Ese ámbito en el que solía descansar la cultura, el conjunto asumido de nuestra vida, la existencia revaluada por cada uno de nosotros. El mundo interior desde el que crear un mundo nuevo. Se acabó. Ni hay tiempo. Ni hay necesidad. Ni hacerlo tiene un mínimo de sentido en nuestra sociedad. Tantas veces, la religión, la universidad, la literatura, la música, el arte y toda esta sucesión ancestral, nos resulta inútil para hacer frente a la tecnología en cadena. La peste de Wharhol. La sociedad de la multicopiadora. De la reproducción. Toda vez, repetimos con nuestra autora, que el concepto ha muerto. Es decir, lo hemos asesinado en medio de las carcajadas de los dueños del planeta que han conseguido lo que venían deseando: dejar de pensar para dejar de soñar.

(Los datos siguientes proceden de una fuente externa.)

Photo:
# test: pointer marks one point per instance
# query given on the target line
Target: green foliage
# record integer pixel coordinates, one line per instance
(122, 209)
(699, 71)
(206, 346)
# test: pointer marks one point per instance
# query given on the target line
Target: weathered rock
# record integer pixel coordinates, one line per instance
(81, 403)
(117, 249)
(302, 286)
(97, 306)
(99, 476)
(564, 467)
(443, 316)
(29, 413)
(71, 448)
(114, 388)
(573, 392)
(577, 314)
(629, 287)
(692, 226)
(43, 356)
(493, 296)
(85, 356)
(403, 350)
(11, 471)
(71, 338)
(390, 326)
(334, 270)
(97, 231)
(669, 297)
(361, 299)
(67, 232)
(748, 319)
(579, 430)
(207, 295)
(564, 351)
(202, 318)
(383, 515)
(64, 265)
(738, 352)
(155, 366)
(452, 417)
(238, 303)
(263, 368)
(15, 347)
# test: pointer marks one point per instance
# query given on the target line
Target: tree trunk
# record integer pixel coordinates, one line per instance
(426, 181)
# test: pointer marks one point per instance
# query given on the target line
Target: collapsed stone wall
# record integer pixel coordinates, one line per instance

El ermitaño tenía razón con el dardo lanzado desde su soledad sonora. Como la tiene Carmen Pardo desde sus páginas densas pero del todo clarividentes. Porque si un hombre sin contenidos recupera en este momento aquello de «puedo prometer y prometo» sin que nos lancemos en su persecución, es santo y seña de que hemos aceptado demonizar el pasado fidedigno a la vez que afirmamos sus melodías sin contenido. Este es el drama que nos acoge: repetir lo accidental tras haber perdido lo sustancial. No se trata de pensar la política, por ejemplo, porque se trata de conseguir el poder. Y después, pretender transformar la sociedad o lo que sea. Pero no conseguimos transformar nada de nada. Solamente llegamos a vestir lo anterior de «ya es primavera en El Corte Inglés», sin interrogarnos por el fondo de armario. Podemos acabar reproduciendo los errores del PP al revés. Y el resultado será el mismo: vencedores y vencidos, para nada el pretendido cambio del maloliente sistema.

Releo lo escrito y me parece un tanto airado. Seguramente un aire de radicalidad me constipa el alma. Pues que así sea. Pienso, mientras los barcos abandonan el puerto, que también nosotros, tras hacer escala en el puerto de la esperanza humanista, navegamos hacia un finisterre incógnito y sobrecogedor. Wharhol venció. El ermitaño interrogaba con una inocencia demoledora. Carmen Pardo me llevaba hasta el abismo de la derrota. Y yo, un pobre mortal de vuelta de casi todo, perdía la inocencia de la madurez al descubrirme vacío de rodrigones consistentes. Volvemos a un enriquecido medioevo en el silencio de la cultura. Volvamos a los monasterios. Al tacto de los libros. Al concepto.